This week, I came across an interesting study about student perceptions of, and preferences for, written and audio feedback in an online composition class. (The study comes from Volume 38 of Research in the Teaching of English and was titled “Online Technologies for Teaching Writing: Students React to Teacher Response in Voice and Written Modalities”). Although the study was from 2004, I found the results from the study to be practical and worth considering. The study involved a set of four teachers, each of whom had taught college-level English for a minimum of six years, and a pool of thirty-nine students participating in online composition courses. In the study, the four teachers were presented with examples of student writing from each of the thirty-nine participants, and composed both written feedback and recorded audio feedback about the student writing. The students were then asked to evaluate the instructor commentary and indicate their perception of its merits and preferences for either the written or the audio feedback. Particularly, the students were asked to evaluate what feedback was the most helpful and why, as well as what aspects of the feedback they found unhelpful.

Audio commentary

Perhaps surprisingly, students did not show a statistically significant preference for one mode of feedback overall, with 46.2% preferring voice modality and 41% preferring written feedback (Kim 316). However, when the results were evaluated across the four teachers, the results showed a stronger preference for audio feedback for certain instructors, and written for others (Kim 322-324). This deviance was explained by Kim as indicative of the ability of each instructor to provide effective audio commentary and is related to their skill as an oral communicator. Kim explains, when discussing the differences in student opinion regarding the merits of the audio feedback of the four instructor participants:

“This finding suggests a couple of things: First, it dramatically points out that not all         teachers may benefit from commenting in a ‘media-rich’ modality. An increased capacity to convey cues that are more revealing of a person’s attitudes may actually prove a disadvantage for people who are less skillful oral communicators – that is, they simply may not be able to mask their less-than-positive feelings from their students” (328).

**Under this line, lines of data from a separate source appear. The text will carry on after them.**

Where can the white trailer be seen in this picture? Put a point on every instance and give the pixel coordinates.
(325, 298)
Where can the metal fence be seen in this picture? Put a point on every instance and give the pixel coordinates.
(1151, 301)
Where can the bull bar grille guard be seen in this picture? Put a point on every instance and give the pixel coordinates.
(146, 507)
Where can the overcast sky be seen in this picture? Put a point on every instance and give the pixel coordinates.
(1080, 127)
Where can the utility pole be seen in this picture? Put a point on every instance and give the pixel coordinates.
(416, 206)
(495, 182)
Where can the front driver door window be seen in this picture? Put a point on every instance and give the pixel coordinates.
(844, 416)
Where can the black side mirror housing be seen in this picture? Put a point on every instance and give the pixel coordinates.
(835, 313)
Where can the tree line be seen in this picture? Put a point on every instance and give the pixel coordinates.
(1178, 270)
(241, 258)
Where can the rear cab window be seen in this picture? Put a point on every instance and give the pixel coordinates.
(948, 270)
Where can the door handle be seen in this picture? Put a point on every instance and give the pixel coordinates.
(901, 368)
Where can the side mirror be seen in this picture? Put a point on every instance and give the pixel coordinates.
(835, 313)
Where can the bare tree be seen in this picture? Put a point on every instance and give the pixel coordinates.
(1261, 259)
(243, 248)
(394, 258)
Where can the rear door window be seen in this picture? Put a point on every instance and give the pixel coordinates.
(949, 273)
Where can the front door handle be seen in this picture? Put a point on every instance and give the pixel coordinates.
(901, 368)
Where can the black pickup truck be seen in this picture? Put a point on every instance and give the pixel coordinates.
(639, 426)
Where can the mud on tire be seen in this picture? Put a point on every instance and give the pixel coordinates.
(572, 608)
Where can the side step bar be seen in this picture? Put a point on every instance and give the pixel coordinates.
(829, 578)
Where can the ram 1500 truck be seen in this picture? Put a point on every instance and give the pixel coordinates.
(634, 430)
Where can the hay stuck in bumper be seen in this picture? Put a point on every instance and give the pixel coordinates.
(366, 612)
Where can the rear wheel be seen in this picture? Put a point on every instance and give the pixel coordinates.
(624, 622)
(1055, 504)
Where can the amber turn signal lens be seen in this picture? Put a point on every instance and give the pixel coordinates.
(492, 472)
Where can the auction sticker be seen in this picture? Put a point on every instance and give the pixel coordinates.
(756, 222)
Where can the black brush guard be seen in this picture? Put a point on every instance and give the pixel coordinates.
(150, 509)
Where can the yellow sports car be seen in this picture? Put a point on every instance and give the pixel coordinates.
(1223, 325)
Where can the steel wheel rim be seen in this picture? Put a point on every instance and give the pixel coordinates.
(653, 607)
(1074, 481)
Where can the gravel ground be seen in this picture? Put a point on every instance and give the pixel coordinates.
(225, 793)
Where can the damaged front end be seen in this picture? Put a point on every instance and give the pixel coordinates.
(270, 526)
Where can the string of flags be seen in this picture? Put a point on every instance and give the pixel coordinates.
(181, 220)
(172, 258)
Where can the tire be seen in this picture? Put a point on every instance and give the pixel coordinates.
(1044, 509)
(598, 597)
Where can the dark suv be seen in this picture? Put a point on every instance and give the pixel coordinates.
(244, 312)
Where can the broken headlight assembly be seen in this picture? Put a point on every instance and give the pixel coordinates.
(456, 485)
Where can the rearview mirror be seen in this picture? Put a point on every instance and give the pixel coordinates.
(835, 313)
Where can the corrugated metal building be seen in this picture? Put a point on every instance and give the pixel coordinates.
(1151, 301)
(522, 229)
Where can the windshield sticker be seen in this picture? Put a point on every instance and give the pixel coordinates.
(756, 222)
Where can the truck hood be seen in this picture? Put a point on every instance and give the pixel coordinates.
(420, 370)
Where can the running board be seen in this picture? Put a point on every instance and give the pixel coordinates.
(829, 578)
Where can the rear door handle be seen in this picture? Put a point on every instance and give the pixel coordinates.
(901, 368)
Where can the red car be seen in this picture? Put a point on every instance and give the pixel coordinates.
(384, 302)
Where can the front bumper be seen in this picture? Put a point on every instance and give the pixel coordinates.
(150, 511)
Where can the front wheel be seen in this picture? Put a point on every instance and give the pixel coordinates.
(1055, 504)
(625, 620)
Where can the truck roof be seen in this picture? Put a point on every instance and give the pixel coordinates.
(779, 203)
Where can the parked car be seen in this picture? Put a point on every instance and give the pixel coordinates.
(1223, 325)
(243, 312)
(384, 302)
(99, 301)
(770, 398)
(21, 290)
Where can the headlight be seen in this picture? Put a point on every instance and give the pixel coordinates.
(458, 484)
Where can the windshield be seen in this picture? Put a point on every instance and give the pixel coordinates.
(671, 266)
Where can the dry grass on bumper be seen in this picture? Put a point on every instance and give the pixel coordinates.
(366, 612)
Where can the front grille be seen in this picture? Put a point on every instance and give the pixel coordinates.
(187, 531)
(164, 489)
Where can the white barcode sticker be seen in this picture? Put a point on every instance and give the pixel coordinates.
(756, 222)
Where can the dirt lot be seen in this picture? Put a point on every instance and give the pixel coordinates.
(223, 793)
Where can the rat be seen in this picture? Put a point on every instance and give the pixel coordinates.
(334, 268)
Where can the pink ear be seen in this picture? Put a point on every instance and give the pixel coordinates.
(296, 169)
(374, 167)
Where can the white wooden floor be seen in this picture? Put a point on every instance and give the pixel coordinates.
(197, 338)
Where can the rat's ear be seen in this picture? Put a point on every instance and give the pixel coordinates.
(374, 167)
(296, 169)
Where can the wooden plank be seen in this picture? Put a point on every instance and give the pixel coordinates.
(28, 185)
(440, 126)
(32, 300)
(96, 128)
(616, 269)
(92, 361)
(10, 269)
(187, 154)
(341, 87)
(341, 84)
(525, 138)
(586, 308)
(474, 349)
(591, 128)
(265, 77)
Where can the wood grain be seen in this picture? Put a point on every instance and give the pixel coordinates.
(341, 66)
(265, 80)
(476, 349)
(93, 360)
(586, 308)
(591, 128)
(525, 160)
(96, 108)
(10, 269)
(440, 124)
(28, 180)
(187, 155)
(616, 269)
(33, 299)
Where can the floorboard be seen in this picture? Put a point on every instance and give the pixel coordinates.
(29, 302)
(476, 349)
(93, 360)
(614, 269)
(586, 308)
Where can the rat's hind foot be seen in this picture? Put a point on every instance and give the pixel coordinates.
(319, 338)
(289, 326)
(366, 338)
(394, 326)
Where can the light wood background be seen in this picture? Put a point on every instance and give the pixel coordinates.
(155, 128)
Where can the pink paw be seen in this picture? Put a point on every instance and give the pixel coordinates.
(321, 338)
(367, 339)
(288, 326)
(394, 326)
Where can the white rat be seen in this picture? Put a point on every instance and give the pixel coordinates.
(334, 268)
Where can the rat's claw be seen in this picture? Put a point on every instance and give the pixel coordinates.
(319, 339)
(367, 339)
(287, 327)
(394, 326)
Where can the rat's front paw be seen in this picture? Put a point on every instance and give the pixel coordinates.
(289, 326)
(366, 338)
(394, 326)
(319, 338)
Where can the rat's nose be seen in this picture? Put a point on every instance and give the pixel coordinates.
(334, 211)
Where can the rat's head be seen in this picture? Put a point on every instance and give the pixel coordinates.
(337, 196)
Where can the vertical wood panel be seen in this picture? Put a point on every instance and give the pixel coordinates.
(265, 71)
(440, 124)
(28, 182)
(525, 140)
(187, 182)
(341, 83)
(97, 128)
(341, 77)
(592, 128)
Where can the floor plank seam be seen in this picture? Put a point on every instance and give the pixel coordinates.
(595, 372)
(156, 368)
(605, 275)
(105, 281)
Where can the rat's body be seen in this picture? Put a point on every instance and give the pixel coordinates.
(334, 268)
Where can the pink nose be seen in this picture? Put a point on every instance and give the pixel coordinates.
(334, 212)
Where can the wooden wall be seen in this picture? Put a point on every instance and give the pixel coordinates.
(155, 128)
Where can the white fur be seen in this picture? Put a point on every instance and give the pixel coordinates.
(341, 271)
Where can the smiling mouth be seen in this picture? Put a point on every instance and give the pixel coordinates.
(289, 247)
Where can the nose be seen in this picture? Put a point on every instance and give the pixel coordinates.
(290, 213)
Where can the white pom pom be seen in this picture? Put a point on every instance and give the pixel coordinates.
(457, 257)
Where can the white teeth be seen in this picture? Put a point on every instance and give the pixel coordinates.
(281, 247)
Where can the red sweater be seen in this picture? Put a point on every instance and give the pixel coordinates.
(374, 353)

Kim later explains that teachers have good days and bad days, and something as simple as instructor mood can come across more in rich-media formats, such as audio (326). Considering this, Kim indicates that teachers “even those who are good and enthusiastic – may not benefit from the media-rich modality all the time” (326).

Within the study, students commented on the different modes of feedback across a range of metrics, one of which was the merits of the feedback in terms of its helpfulness and clarity. The study found that positive feedback was overwhelmingly preferred to negative feedback, which is not surprising, and that constructive criticism was deemed less intimidating in audio feedback than written (Kim 320, 322, 326). Students were found to infer much from more intangible aspects of audio feedback, such as speaker tone, hesitation, and they drew conclusions from these subtle audio cues. In particular, the students in the survey indicated that commentary where a level of care and sincerity were the most valued, and the level of these qualities was often ascertained by subtle cues.

The overall perception of online feedback was rated highly for students, not only in this study, but in similar others (see Clark-Ibanez, Scott, 2008; and Bender, 2003). In fact, in one study, students indicated that they learned more in an online class than in a more traditional classroom, and that feedback and improved one-on-one communication between instructor and student was a major factor for improved learning (Bender). Concerning this need for, and appreciation of, online feedback, a student from Kim’s study provided the following insight:

“I think it’s really useful because sometimes you kind of forget what they write and can you can go back to it and see it over and over again and hear it over and over again. I think it’s a good way for doing it. (S25)” (Kim 326).

abstract sincerity key drawn with chalk on blackboard

Although the overall preferences for one modality over another in Kim’s study were surprising, the basic findings were rather intuitive. Specifically, what students value regarding feedback in a virtual classroom is the same thing they value in a traditional classroom. Namely, sincerity. Whether online or face-to-face, showing students that we care is a rather infallible best-practice.

Works Cited

Bender, Tisha. 2003. Discussion-based Online Teachine to Enhance Student Learning: The Theory, Practice, and Assessment. Sterling, VA.

Clark-Ibáñez, Marisol, and Linda Scott. “Learning to Teach Online.” Teaching Sociology, vol.36, no. 1, 2008, pp. 34–41., www.jstor.org/stable/20058625.

Kim, Loel. “Online Technologies for Teaching Writing: Students React to Teacher Response in Voice and Written Modalities.” Research in the Teaching of English, vol. 38, no. 3, 2004, pp. 304–337., www.jstor.org/stable/40171616.

Rendahl, Merry A. “It’s Not The Matrix: Thinking about Online Writing Instruction.” The Journal of the Midwest Modern Language Association, vol. 42, no. 1, 2009, pp. 133–150., www.jstor.org/stable/25674361.